UTF-8 and UTF-16 atomization functions don't produce the same atom (was: The page goes blank after loading on ca.warbyparker.com)
Categories
(Core :: JavaScript Engine, defect, P1)
Tracking
()
Tracking | Status | |
---|---|---|
firefox-esr60 | --- | unaffected |
firefox-esr68 | --- | wontfix |
firefox68 | --- | wontfix |
firefox69 | --- | wontfix |
firefox70 | --- | fixed |
People
(Reporter: ksenia, Assigned: Waldo)
References
(Regression, )
Details
(Keywords: regression)
Attachments
(2 files)
175 bytes,
application/x-javascript
|
Details | |
47 bytes,
text/x-phabricator-request
|
RyanVM
:
approval-mozilla-beta-
|
Details | Review |
Steps to reproduce:
In Firefox Nightly navigate to https://ca.warbyparker.com/ and observe the behavior.
Expected:
Site loads
Actual:
Site loads, but then goes blank due to an error: TypeError: "_ is not a function"
here:
_ = k.µ,
E = k.ƒ,
S = n(4),
w = S.isEmpty,
L = S.kebabCase,
N = S.isFunction,
x = S.omit;
n(169);
var M = function (e) {
var t = e.props,
n = e.state;
return _(f(), 'c-formgroup', t.cssUtility, t.cssModifier, E(n.isFocused) ('-focus'), E(!w(t.txtError)) ('-error'))
},
When I set dom.script_loader.external_scripts.utf8_parsing.enabled
to be false, the error goes away
From mozregression:
6:24.69 INFO: Narrowed inbound regression window from [5f48ef70, 613d59f3] (3 builds) to [a3e42056, 613d59f3] (2 builds) (~1 steps left)
6:24.69 INFO: No more inbound revisions, bisection finished.
6:24.69 INFO: Last good revision: a3e4205698b8711791e4bc97ceaceabaa137c553
6:24.69 INFO: First bad revision: 613d59f386c7a757825b4ad7055db072075f5670
6:24.69 INFO: Pushlog:
https://hg.mozilla.org/integration/autoland/pushloghtml?fromchange=a3e4205698b8711791e4bc97ceaceabaa137c553&tochange=613d59f386c7a757825b4ad7055db072075f5670
Assignee | ||
Comment 1•5 years ago
|
||
Ooh, this looks juicy! (And unlike the other ostensible UTF-8 bug, much more likely to be directly UTF-8-relevant.) I am on this for sure.

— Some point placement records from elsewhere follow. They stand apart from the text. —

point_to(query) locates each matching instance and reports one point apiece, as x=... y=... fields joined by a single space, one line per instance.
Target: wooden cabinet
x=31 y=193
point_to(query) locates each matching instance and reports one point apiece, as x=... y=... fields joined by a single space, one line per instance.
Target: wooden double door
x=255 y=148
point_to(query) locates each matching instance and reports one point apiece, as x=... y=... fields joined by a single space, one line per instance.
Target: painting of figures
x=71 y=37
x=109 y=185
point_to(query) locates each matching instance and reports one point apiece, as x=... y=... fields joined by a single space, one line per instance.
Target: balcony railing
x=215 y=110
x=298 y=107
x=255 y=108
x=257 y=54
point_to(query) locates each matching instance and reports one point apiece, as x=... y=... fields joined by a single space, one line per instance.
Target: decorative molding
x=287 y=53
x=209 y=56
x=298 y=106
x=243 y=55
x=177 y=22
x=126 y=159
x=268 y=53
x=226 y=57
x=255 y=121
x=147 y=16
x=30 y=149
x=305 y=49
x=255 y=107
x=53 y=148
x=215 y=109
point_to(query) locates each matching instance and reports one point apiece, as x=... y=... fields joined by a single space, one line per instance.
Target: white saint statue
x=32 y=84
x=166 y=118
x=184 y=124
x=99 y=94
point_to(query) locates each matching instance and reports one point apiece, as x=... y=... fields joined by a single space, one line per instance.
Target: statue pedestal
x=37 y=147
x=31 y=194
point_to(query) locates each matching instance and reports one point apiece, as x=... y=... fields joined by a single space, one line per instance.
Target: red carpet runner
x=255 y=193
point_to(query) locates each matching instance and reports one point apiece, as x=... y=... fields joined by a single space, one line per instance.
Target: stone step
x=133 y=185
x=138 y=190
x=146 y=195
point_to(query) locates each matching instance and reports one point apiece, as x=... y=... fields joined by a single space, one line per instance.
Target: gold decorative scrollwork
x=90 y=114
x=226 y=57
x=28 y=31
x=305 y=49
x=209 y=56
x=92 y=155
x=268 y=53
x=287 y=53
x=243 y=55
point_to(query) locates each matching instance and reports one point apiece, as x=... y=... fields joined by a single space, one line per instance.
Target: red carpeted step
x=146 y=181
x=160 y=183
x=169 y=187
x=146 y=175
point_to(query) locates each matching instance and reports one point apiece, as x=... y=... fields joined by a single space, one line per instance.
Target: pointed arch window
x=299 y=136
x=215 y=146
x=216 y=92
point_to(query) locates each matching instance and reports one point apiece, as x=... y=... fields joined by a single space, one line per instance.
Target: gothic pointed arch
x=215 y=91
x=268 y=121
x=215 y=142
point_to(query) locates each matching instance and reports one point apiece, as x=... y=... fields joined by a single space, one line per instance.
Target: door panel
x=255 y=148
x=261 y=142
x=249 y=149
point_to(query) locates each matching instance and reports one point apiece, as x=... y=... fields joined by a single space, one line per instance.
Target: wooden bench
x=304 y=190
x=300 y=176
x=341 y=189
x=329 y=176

Debugging nowish...
Assignee | ||
Comment 2•5 years ago
|
||
Still grunging through this, but right now I don't think this is a UTF-8 tokenizing bug.
...it's an atomization bug. 😲 YES I AM SERIOUS HERE.
And somehow I just happened to stumble upon it.
Mega-yikes.
Assignee | ||
Comment 3•5 years ago
|
||
[jwalden@find-waldo-now src]$ cat /tmp/fail.js
var obj1 = { "µ": "PASS" };
print(obj1.µ || "FAIL", "U+00B5 MICRO SIGN");
var obj2 = { "𧊶": "PASS" };
print(obj2.𧊶 || "FAIL", "U+272B6 CJK UNIFIED IDEOGRAPH-272B6");
[jwalden@find-waldo-now src]$ dbg/js/src/js --file /tmp/fail.js
PASS U+00B5 MICRO SIGN
PASS U+272B6 CJK UNIFIED IDEOGRAPH-272B6
[jwalden@find-waldo-now src]$ dbg/js/src/js --utf8-file /tmp/fail.js
(compiling '/tmp/fail.js' as UTF-8 without inflating)
FAIL U+00B5 MICRO SIGN
PASS U+272B6 CJK UNIFIED IDEOGRAPH-272B6
Stepping through in a debugger, the obj1
property lookup uses a jsid
containing a JSString*
having one bit pattern...but the property in obj1
itself of identical name uses a jsid
containing a JSString*
having a different bit pattern. And if you check both strings, they both say they're atoms.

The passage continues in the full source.